Juan David Castilla
Tras un año de monitoreo sistemático de la calidad del agua, el colectivo Pueblos Unidos de la Cuenca Antigua por los Ríos Libres (Pucarl) denunció la presencia crítica de contaminantes y bacterias coliformes en diversos puntos del río Pescados.
Alejandro Gallardo, integrante de la organización, señaló que el análisis de laboratorio identificó niveles alarmantes de E. coli (materia fecal), especialmente en zonas detectadas como focos rojos, entre las que destaca el área del Puente del Diablo.
El activista subrayó que esta situación es de pleno conocimiento para las autoridades, quienes han omitido resolver el problema de las plantas de tratamiento de aguas residuales que actualmente operan apenas a un 20% o 30% de su capacidad, o que simplemente no funcionan, convirtiendo al río en un receptor de descargas crudas.
La problemática ambiental se agudiza durante la temporada de estiaje, cuando el descenso en el nivel del flujo permite la aparición del «espumero», una acumulación de residuos químicos provenientes de las industrias del café y la caña.
Alejandro Gallardo advirtió que el gremio de defensores del río ya documenta pruebas y evidencias, como la mortandad de peces en remansos, para enfrentar legalmente a los ingenios y empresas responsables de estos vertimientos.
Ante la falta de sensibilidad institucional, el colectivo ha optado por promover soluciones desde la base comunitaria, impulsando el uso de ecotecnias como baños secos y biodigestores en los hogares y establecimientos de la cuenca para mitigar el impacto de los desechos humanos en el ecosistema.
Además de la contaminación biológica e industrial, el Pucarl mantiene una vigilancia permanente ante el posible retorno de empresas trasnacionales interesadas en la explotación del río. Aunque la empresa Odebrecht se retiró de la zona, el activista alertó que otros grupos empresariales han manifestado su intención de reactivar proyectos de presas, lo que obliga al movimiento a mantenerse en asamblea permanente.
A estas amenazas se suman factores como la deforestación desmedida, los monocultivos y la expansión demográfica, elementos que presionan la salud de la cuenca y exigen una respuesta coordinada entre los pueblos que dependen del río para su sustento y el desarrollo del turismo de aventura.

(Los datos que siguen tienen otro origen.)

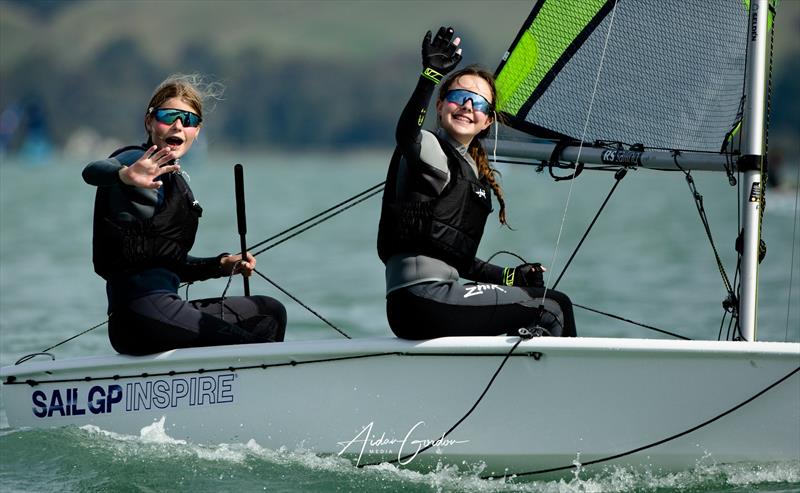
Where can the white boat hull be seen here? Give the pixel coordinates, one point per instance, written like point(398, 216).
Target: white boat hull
point(554, 403)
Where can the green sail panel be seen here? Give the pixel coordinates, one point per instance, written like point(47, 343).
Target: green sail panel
point(664, 74)
point(528, 64)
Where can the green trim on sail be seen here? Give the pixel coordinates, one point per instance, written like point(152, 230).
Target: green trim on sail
point(540, 47)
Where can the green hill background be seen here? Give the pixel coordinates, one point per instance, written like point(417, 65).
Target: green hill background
point(299, 74)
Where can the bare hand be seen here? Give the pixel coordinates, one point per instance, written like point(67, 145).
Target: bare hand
point(151, 165)
point(233, 264)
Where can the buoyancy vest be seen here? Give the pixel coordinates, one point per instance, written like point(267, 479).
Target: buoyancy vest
point(448, 226)
point(123, 246)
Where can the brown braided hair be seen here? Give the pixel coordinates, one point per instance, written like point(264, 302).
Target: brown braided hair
point(475, 148)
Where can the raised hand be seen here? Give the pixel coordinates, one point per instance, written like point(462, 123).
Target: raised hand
point(441, 54)
point(146, 169)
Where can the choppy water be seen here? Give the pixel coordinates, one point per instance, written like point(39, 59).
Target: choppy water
point(647, 260)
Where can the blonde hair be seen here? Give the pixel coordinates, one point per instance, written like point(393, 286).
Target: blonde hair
point(191, 88)
point(475, 149)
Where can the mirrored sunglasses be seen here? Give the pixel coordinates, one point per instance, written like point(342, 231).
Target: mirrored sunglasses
point(461, 96)
point(168, 116)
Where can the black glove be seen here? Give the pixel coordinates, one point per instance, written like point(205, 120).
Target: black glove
point(439, 56)
point(525, 275)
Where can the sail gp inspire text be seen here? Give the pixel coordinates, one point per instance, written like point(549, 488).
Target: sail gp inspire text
point(135, 396)
point(408, 449)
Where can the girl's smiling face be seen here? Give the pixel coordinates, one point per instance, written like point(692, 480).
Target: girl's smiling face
point(178, 137)
point(461, 121)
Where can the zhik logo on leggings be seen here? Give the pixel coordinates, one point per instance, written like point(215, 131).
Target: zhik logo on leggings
point(481, 288)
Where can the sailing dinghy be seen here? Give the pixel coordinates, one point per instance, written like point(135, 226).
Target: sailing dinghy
point(617, 84)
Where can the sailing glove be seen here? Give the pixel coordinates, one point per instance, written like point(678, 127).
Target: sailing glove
point(525, 275)
point(440, 55)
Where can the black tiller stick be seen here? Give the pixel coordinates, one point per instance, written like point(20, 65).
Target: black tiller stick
point(241, 219)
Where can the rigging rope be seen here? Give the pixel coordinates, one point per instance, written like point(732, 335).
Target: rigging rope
point(619, 175)
point(341, 206)
point(302, 304)
point(580, 149)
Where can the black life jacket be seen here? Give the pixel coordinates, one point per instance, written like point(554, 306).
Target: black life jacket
point(164, 240)
point(448, 227)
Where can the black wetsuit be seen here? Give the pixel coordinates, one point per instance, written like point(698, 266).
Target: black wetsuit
point(424, 296)
point(143, 272)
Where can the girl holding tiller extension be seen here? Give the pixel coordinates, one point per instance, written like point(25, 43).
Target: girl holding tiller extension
point(145, 221)
point(435, 206)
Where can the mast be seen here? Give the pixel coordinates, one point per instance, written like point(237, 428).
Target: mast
point(752, 161)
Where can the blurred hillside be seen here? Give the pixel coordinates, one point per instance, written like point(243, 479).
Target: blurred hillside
point(299, 74)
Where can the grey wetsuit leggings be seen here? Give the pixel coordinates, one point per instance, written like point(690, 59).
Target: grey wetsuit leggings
point(448, 308)
point(162, 321)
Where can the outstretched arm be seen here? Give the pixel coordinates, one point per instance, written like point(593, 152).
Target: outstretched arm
point(440, 55)
point(142, 173)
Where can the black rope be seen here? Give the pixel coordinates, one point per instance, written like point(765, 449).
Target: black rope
point(45, 351)
point(611, 315)
point(341, 206)
point(12, 380)
point(619, 175)
point(465, 416)
point(653, 444)
point(302, 304)
point(698, 202)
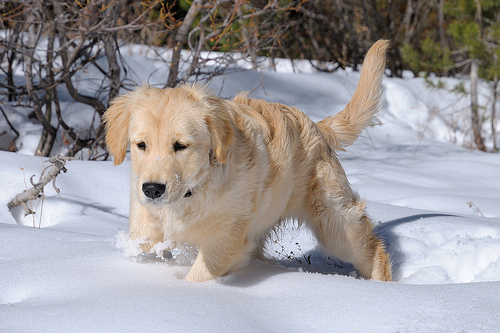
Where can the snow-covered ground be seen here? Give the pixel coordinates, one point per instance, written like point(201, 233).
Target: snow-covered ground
point(72, 268)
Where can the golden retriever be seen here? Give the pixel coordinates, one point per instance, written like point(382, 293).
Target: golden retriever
point(222, 174)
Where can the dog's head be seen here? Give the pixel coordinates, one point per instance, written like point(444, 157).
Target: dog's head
point(175, 137)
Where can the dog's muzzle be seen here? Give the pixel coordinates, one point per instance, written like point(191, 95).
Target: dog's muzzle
point(157, 190)
point(153, 190)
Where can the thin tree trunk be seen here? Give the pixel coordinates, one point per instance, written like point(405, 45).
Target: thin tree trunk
point(476, 126)
point(179, 38)
point(493, 114)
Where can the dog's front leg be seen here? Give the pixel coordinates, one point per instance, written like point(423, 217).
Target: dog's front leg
point(221, 256)
point(143, 224)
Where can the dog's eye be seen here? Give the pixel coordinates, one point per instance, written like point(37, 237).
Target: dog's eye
point(178, 146)
point(141, 145)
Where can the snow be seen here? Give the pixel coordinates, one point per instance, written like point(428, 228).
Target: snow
point(74, 268)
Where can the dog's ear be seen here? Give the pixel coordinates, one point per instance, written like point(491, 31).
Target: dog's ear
point(220, 126)
point(116, 120)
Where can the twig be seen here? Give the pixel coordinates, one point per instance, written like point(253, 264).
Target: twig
point(33, 193)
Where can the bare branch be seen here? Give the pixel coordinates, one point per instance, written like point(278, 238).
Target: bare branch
point(58, 165)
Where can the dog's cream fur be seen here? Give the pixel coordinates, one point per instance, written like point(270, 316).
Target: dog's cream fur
point(233, 170)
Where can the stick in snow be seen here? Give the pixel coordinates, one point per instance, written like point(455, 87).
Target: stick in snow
point(33, 193)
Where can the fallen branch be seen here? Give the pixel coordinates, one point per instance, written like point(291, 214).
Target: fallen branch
point(36, 191)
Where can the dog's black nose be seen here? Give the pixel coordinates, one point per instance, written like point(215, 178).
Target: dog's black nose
point(153, 190)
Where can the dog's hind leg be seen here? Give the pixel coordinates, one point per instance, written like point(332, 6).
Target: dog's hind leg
point(339, 221)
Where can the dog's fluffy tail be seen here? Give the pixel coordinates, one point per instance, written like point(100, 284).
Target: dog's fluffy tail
point(344, 128)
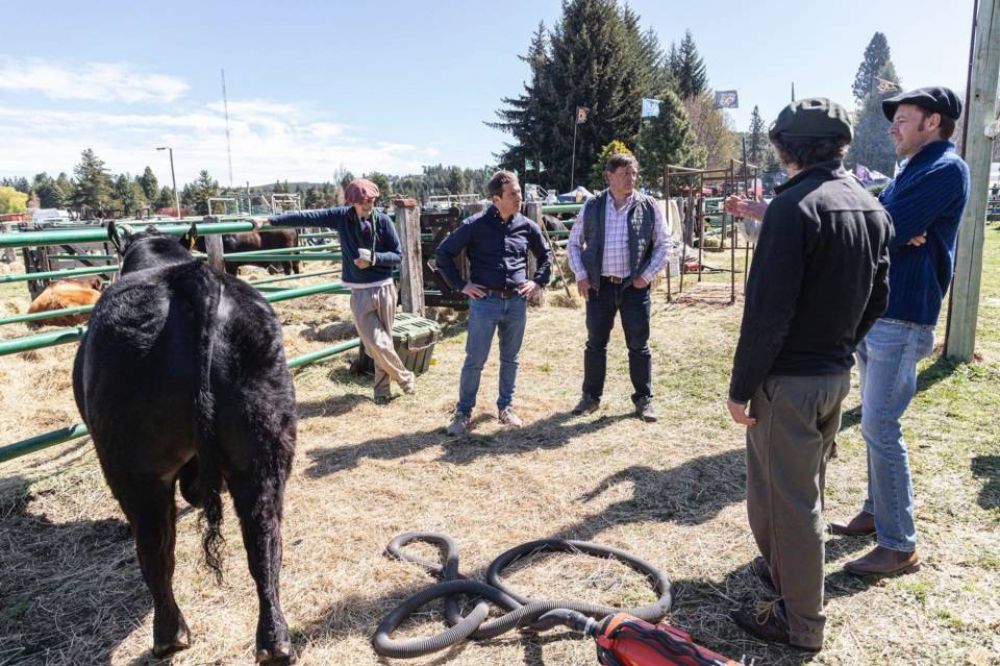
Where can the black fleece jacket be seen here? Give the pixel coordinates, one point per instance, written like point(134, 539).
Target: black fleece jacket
point(818, 281)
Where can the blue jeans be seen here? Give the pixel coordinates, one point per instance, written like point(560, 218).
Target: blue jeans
point(887, 362)
point(634, 306)
point(486, 315)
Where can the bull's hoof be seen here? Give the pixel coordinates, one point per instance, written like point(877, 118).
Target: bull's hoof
point(166, 642)
point(161, 650)
point(279, 653)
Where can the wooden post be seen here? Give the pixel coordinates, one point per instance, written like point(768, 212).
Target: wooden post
point(411, 272)
point(213, 248)
point(963, 309)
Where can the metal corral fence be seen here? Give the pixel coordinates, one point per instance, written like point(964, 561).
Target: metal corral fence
point(63, 236)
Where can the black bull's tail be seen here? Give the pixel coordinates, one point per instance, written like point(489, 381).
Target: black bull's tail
point(203, 290)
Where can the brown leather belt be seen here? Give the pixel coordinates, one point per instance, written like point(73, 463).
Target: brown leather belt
point(502, 293)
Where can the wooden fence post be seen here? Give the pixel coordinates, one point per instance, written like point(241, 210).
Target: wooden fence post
point(213, 248)
point(411, 273)
point(963, 306)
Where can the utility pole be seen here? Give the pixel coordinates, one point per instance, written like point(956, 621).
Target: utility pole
point(963, 308)
point(173, 179)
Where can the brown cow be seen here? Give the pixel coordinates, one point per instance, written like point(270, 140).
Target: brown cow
point(67, 293)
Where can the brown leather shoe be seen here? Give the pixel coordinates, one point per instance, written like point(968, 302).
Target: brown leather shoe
point(881, 561)
point(862, 524)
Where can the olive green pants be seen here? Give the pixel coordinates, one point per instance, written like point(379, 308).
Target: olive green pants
point(787, 451)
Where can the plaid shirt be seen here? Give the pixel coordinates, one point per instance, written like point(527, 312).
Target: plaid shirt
point(615, 260)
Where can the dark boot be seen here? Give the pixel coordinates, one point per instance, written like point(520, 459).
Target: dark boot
point(881, 561)
point(862, 524)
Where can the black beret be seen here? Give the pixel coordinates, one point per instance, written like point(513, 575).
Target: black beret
point(816, 117)
point(936, 99)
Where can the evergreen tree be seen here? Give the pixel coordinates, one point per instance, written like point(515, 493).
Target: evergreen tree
point(128, 195)
point(150, 186)
point(712, 129)
point(165, 199)
point(756, 139)
point(615, 147)
point(595, 57)
point(667, 139)
point(203, 188)
point(876, 57)
point(456, 181)
point(688, 68)
point(93, 185)
point(872, 146)
point(48, 191)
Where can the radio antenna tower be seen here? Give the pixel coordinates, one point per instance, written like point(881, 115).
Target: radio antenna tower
point(229, 147)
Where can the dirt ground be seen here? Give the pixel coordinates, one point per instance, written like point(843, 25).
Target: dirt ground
point(671, 493)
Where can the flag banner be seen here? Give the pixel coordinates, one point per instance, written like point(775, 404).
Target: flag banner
point(883, 86)
point(650, 108)
point(727, 99)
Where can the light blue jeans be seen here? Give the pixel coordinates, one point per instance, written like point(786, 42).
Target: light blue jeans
point(507, 316)
point(887, 363)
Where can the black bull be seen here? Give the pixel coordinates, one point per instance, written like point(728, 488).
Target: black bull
point(181, 376)
point(257, 241)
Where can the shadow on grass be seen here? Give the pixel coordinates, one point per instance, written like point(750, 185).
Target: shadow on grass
point(548, 433)
point(928, 377)
point(69, 592)
point(988, 468)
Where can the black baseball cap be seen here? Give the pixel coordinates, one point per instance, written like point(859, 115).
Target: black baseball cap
point(936, 99)
point(815, 117)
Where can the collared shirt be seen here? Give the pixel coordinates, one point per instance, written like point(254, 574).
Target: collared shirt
point(615, 258)
point(497, 251)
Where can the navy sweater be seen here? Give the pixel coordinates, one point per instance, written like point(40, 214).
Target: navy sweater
point(929, 195)
point(379, 237)
point(497, 251)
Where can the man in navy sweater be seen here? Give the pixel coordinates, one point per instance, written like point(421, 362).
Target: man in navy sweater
point(926, 201)
point(497, 242)
point(370, 251)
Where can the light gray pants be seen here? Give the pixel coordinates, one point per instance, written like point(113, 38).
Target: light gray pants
point(374, 310)
point(787, 451)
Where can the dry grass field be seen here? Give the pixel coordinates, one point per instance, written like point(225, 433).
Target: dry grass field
point(670, 492)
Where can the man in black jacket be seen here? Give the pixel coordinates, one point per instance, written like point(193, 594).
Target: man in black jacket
point(819, 281)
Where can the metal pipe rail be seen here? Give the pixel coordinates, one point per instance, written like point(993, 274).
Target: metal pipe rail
point(68, 272)
point(66, 335)
point(77, 430)
point(99, 234)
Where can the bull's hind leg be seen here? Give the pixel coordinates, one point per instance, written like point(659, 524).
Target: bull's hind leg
point(149, 504)
point(258, 504)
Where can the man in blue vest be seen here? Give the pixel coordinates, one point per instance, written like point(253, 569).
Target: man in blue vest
point(618, 244)
point(926, 201)
point(497, 242)
point(371, 251)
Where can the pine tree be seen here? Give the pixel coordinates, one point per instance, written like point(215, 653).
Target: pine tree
point(756, 140)
point(596, 57)
point(667, 139)
point(93, 185)
point(876, 57)
point(688, 68)
point(872, 145)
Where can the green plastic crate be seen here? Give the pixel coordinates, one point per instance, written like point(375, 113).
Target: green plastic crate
point(414, 338)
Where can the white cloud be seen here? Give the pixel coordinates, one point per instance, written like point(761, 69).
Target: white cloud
point(270, 141)
point(95, 81)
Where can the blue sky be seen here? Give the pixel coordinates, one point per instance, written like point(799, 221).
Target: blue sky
point(388, 86)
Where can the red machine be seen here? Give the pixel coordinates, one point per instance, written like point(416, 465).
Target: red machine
point(624, 640)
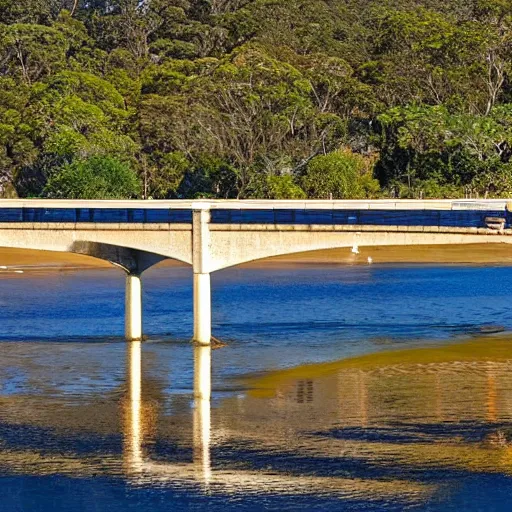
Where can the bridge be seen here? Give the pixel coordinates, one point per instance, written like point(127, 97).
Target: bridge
point(213, 235)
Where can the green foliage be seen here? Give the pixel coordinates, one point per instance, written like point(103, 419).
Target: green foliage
point(94, 178)
point(237, 98)
point(340, 175)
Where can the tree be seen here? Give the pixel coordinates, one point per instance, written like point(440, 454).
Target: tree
point(340, 175)
point(94, 178)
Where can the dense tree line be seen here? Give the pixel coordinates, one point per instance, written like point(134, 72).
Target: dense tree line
point(255, 98)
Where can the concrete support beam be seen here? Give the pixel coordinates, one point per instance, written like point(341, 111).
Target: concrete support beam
point(202, 309)
point(133, 308)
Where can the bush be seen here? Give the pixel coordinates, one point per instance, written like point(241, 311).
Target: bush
point(342, 174)
point(98, 177)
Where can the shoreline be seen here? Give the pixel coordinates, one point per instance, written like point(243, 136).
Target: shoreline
point(474, 255)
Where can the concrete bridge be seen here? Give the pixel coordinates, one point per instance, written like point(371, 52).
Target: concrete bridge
point(212, 235)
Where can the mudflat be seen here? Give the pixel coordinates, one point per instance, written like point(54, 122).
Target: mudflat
point(480, 254)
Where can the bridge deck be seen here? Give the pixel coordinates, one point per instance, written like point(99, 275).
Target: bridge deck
point(470, 214)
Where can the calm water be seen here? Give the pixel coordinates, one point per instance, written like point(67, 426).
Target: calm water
point(88, 422)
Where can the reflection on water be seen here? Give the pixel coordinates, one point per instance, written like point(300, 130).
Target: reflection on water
point(151, 426)
point(382, 431)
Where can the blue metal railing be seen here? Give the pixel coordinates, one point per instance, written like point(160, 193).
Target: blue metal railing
point(445, 218)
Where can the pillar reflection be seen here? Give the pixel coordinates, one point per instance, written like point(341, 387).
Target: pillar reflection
point(202, 411)
point(133, 435)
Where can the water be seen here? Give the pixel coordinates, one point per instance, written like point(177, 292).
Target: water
point(88, 422)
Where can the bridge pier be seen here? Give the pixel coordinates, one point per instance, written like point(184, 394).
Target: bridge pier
point(202, 309)
point(201, 242)
point(133, 308)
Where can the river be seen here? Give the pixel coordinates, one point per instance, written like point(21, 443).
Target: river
point(339, 387)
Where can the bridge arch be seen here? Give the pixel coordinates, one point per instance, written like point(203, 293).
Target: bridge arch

Alejandro Gallardo hizo un llamado a los visitantes que acuden a Jalcomulco para que realicen sus actividades con responsabilidad ambiental, evitando el abandono de basura en las riberas y respetando el entorno natural.
Recalcó que la lucha de las comunidades nahuas y mestizas de la región no ha terminado, sino que se encuentra en una etapa de documentación y propuesta para asegurar que el río Pescados permanezca libre de represas y limpio de contaminantes.
La organización reiteró que la salud del río es vital para la economía local y la biodiversidad de Veracruz, por lo que continuarán denunciando cualquier irregularidad que atente contra el derecho humano a un medio ambiente sano.